We are on the interstate driving through Seattle. I’ve been jolted out of a fitful doze in the backseat by the squeal of car tires. I automatically throw my arm in front of my daughter who is sleeping in the car seat next to me and search the road ahead of us through the windshield but I can see nothing. Just the brake lights of a dozen cars.
Within moments, sirens and flashing lights are streaming past us on the shoulder of the road. A delivery truck dutifully begins to merge into the lane ahead of us to avoid something. Perhaps a blown tire or a fender bender. I settle back into my seat.
We pull abreast of the first police car in the opposite lane almost immediately. This accident has happened moments ago. I turn my head to the right and look out of the window over my daughter’s head.
And there was that dark winding ribbon on the pavement.
The man is in his thirties or forties, maybe? A heavyset man in a t-shirt and dark pants. He lies motionless on his back in the road with his arms at his sides, his eyes closed, his feet pointing up the slight incline of the interstate. He is balding and has a mustache. Except for the winding ribbon of blood on the pavement and the funny angle of one of his legs, a passer-by might think him to be asleep. There is no violent sprawl or tangle of limbs.
A white police SUV is parked diagonally in the lane next to him with the door open, trying to shield him from us. Or perhaps they are shielding us from him. One of the troopers is standing some distance from the man, talking into his phone. There is a camper parked on the side of the road a little ways beyond the police car. A tall, thin woman is standing in the road with her hand over her mouth, staring at the man. No one is crying. No one is screaming. We are all just waiting.
I scan the road, looking for a bike, a motorcycle, an abandoned car. There is nothing. Then I glance up to the bridge directly above the interstate, above the man.

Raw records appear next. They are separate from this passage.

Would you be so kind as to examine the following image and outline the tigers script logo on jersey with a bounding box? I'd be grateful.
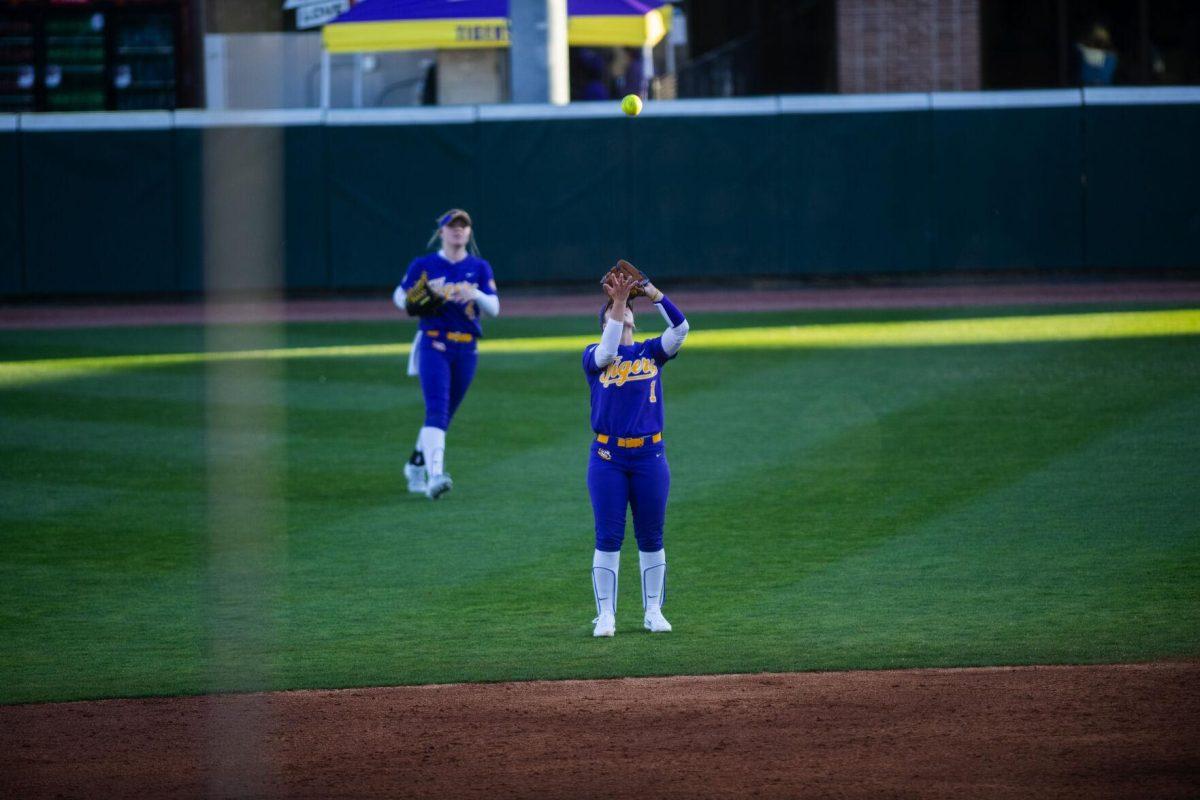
[428,276,485,319]
[429,277,478,302]
[598,356,659,388]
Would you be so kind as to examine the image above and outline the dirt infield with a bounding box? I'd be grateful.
[2,662,1197,799]
[3,280,1200,329]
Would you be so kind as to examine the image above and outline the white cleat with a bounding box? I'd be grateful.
[425,473,453,500]
[592,612,616,637]
[643,608,672,633]
[404,463,427,494]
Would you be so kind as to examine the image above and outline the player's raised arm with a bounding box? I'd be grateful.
[603,260,689,356]
[593,270,637,368]
[654,294,689,356]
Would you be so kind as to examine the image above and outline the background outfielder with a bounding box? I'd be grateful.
[393,209,500,499]
[584,262,689,637]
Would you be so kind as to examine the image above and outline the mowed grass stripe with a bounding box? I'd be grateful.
[782,393,1200,669]
[1,309,1198,387]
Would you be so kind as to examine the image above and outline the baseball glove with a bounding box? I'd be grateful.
[601,259,663,302]
[405,271,446,317]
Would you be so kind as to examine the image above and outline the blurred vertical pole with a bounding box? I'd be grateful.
[320,50,331,108]
[202,125,286,797]
[642,43,654,96]
[546,0,568,104]
[510,0,569,104]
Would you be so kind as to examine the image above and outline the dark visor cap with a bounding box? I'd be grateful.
[437,209,472,228]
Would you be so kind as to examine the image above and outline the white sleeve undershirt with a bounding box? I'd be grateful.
[657,302,690,356]
[593,319,624,367]
[472,288,500,317]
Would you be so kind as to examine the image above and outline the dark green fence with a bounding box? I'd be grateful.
[174,122,330,293]
[1084,101,1200,269]
[475,117,629,282]
[780,108,932,273]
[327,119,480,289]
[2,90,1198,299]
[0,124,19,294]
[20,121,176,295]
[931,103,1085,271]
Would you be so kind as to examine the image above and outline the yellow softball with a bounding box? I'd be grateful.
[621,94,643,116]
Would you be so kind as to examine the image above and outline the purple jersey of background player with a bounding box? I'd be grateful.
[582,336,674,437]
[395,208,500,502]
[400,252,497,338]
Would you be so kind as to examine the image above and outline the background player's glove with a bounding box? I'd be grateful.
[405,272,446,317]
[601,259,663,302]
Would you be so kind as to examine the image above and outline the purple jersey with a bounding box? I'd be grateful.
[401,252,497,338]
[582,337,674,437]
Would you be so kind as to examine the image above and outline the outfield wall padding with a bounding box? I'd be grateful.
[175,125,330,293]
[625,114,782,280]
[932,106,1085,271]
[20,129,177,295]
[0,128,20,294]
[780,110,933,274]
[327,122,480,290]
[2,91,1198,299]
[475,118,629,282]
[1084,103,1200,270]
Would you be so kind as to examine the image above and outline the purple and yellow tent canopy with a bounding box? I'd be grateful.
[322,0,672,53]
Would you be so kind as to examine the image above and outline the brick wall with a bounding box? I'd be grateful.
[837,0,980,93]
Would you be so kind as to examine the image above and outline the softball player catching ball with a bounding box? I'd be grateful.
[584,261,689,636]
[393,209,500,500]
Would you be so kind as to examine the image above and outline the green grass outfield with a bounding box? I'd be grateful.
[1,304,1198,704]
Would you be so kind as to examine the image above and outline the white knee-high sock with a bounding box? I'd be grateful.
[592,549,620,617]
[639,549,666,611]
[419,426,446,477]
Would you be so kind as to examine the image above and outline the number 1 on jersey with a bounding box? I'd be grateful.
[649,379,657,403]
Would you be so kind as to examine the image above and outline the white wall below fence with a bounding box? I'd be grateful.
[438,50,508,105]
[204,33,434,110]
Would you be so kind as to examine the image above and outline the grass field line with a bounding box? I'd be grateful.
[2,308,1198,387]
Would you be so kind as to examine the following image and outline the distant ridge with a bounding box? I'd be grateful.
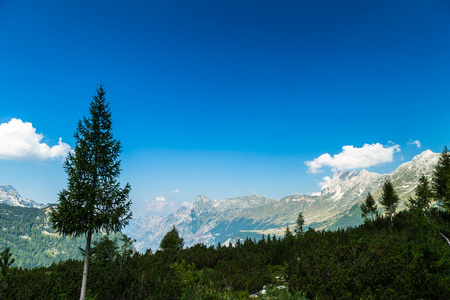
[124,150,441,252]
[0,185,45,208]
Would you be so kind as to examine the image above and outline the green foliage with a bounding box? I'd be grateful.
[379,180,400,223]
[4,207,450,299]
[294,212,305,236]
[360,192,378,221]
[50,85,132,299]
[408,174,434,212]
[0,203,128,269]
[433,146,450,211]
[0,247,15,298]
[0,247,15,277]
[160,226,184,252]
[284,226,293,239]
[50,85,132,237]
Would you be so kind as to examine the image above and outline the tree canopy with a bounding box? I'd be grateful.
[360,192,378,221]
[433,146,450,211]
[408,174,433,212]
[50,85,132,300]
[379,180,399,223]
[160,226,184,252]
[294,212,305,235]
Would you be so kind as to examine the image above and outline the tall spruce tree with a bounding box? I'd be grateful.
[50,85,132,300]
[433,146,450,211]
[160,226,184,252]
[413,174,433,211]
[380,180,399,224]
[360,192,378,221]
[294,212,305,236]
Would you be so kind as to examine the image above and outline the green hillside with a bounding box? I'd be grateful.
[0,204,124,268]
[2,209,450,299]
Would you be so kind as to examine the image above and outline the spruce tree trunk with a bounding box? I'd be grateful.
[80,229,92,300]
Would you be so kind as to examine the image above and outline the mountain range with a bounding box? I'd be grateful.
[123,150,440,252]
[0,150,441,254]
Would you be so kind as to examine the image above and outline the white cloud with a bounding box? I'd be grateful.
[0,118,71,161]
[146,196,168,212]
[311,192,321,196]
[306,143,400,173]
[408,140,421,148]
[172,189,180,193]
[318,176,332,190]
[155,196,166,202]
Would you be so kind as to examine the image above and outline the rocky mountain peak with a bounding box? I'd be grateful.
[321,169,381,198]
[280,194,315,203]
[217,195,276,211]
[193,195,213,203]
[392,151,439,180]
[192,195,217,216]
[0,185,45,208]
[1,185,17,193]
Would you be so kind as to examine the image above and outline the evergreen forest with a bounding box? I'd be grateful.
[1,208,449,299]
[0,204,127,270]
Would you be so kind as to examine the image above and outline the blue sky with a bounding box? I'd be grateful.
[1,1,450,216]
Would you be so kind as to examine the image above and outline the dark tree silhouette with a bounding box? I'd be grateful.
[160,226,184,252]
[360,192,378,221]
[409,174,433,212]
[294,212,305,235]
[380,180,399,224]
[433,146,450,211]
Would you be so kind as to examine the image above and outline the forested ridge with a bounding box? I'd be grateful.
[0,205,449,299]
[0,204,126,269]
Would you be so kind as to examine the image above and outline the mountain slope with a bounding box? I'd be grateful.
[124,150,440,252]
[0,185,45,208]
[0,203,128,268]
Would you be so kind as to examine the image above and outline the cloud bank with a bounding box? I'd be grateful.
[0,118,71,161]
[306,143,400,173]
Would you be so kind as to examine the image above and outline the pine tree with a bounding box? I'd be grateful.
[433,146,450,211]
[0,247,15,297]
[160,226,184,252]
[360,192,378,221]
[50,85,132,300]
[284,226,293,238]
[379,180,399,224]
[294,212,305,236]
[0,247,14,278]
[409,174,434,212]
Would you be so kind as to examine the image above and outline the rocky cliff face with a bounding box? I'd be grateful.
[124,150,440,252]
[0,185,45,208]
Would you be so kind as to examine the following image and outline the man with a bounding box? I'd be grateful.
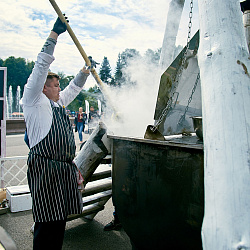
[21,17,89,249]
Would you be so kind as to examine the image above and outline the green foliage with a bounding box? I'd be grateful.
[2,44,165,113]
[89,85,101,94]
[119,48,141,86]
[64,83,103,112]
[58,72,98,112]
[57,71,74,90]
[87,85,103,110]
[2,56,35,97]
[99,57,112,84]
[113,49,140,87]
[110,76,116,86]
[67,88,102,112]
[144,48,161,65]
[67,91,86,112]
[120,48,140,67]
[114,53,123,86]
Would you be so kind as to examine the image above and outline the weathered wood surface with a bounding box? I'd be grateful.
[67,204,105,221]
[82,181,112,198]
[198,0,250,249]
[159,0,185,70]
[242,3,250,52]
[89,170,111,182]
[73,122,109,186]
[81,190,112,207]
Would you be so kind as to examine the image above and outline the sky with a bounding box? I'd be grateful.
[0,0,200,89]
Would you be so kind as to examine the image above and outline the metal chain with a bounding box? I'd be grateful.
[177,72,200,126]
[153,0,194,132]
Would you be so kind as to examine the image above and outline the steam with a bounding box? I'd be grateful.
[102,57,162,138]
[98,0,186,138]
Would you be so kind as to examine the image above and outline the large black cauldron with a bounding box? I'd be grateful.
[109,135,204,250]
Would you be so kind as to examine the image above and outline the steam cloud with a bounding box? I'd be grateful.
[102,57,162,138]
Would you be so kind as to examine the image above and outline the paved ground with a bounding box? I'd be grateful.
[5,129,90,157]
[0,199,131,250]
[1,129,132,250]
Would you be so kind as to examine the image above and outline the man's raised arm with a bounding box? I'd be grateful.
[21,17,67,105]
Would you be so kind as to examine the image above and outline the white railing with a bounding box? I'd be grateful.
[0,156,28,188]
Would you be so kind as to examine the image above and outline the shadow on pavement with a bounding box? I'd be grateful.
[64,218,131,250]
[0,201,131,250]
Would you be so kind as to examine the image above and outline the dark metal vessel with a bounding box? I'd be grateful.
[109,134,204,250]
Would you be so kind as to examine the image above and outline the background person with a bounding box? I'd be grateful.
[21,16,89,250]
[77,107,87,143]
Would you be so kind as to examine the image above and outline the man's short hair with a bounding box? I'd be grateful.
[45,72,60,86]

People are leaning over the rail of the bridge. Staring. We are all staring. It seems disrespectful. But we cannot help it.

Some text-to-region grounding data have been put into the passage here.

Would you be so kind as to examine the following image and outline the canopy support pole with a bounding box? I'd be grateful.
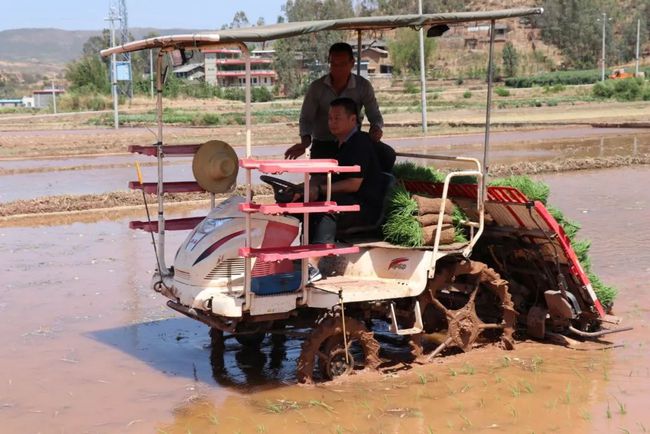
[357,31,362,77]
[241,42,253,311]
[481,20,496,204]
[155,50,168,274]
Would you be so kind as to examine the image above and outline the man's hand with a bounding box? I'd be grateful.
[291,183,320,202]
[285,136,311,159]
[285,143,307,159]
[369,125,383,142]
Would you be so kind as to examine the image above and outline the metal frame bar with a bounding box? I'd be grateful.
[155,49,168,274]
[481,20,496,203]
[240,42,254,312]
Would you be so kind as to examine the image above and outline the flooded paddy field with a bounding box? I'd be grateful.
[1,127,648,204]
[0,164,648,433]
[1,122,649,433]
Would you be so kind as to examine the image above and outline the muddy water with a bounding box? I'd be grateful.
[1,166,649,433]
[1,128,648,203]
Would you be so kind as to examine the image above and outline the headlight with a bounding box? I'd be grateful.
[186,218,232,251]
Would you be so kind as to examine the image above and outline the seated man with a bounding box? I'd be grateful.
[299,97,383,281]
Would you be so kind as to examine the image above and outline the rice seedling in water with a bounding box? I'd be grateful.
[613,396,627,415]
[461,363,475,375]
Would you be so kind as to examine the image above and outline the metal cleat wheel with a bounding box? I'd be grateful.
[296,316,381,383]
[420,260,517,361]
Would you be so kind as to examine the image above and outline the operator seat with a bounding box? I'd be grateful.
[336,171,396,238]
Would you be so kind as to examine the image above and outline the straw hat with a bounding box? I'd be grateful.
[192,140,239,193]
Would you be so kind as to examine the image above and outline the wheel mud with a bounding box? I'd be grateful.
[296,316,381,384]
[417,259,517,357]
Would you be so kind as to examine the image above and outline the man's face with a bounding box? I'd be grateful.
[328,51,354,82]
[328,105,357,138]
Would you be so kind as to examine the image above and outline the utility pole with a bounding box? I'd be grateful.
[635,18,641,77]
[106,8,119,129]
[600,12,606,81]
[418,0,427,134]
[51,80,57,114]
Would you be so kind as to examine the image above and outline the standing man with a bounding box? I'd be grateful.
[285,42,384,160]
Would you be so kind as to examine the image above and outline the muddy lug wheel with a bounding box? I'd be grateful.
[324,347,355,379]
[296,316,380,384]
[424,260,517,361]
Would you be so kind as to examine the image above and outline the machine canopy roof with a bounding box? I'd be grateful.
[101,7,542,57]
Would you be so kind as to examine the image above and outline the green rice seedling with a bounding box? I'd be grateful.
[588,272,618,309]
[461,363,475,375]
[309,400,336,413]
[522,381,534,393]
[531,356,544,373]
[547,206,581,240]
[460,414,473,428]
[419,373,428,384]
[392,162,443,182]
[489,176,550,204]
[613,396,627,415]
[510,384,521,397]
[382,211,423,247]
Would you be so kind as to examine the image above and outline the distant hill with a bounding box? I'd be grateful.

In the space of a few moments that seem like hours, we are free of the traffic. But I’m not free of the image of this man. What is appropriate here? A prayer? Perhaps just an acknowledgement? I look over at my daughter who is clutching her blanket and a book. She has not looked out of the window and I feel relief.
Hours later, days later, the image of the man is with me. Back in Chicago, I scan the news websites from Seattle, hoping for some explanation of the event. But there is nothing. No mention of the man or his fate. And I don’t feel closure. Please forgive me for writing about it. But I need to take it out of my head and put it away somewhere else. And this is where I put things. So, perhaps I can leave the man here and let him go.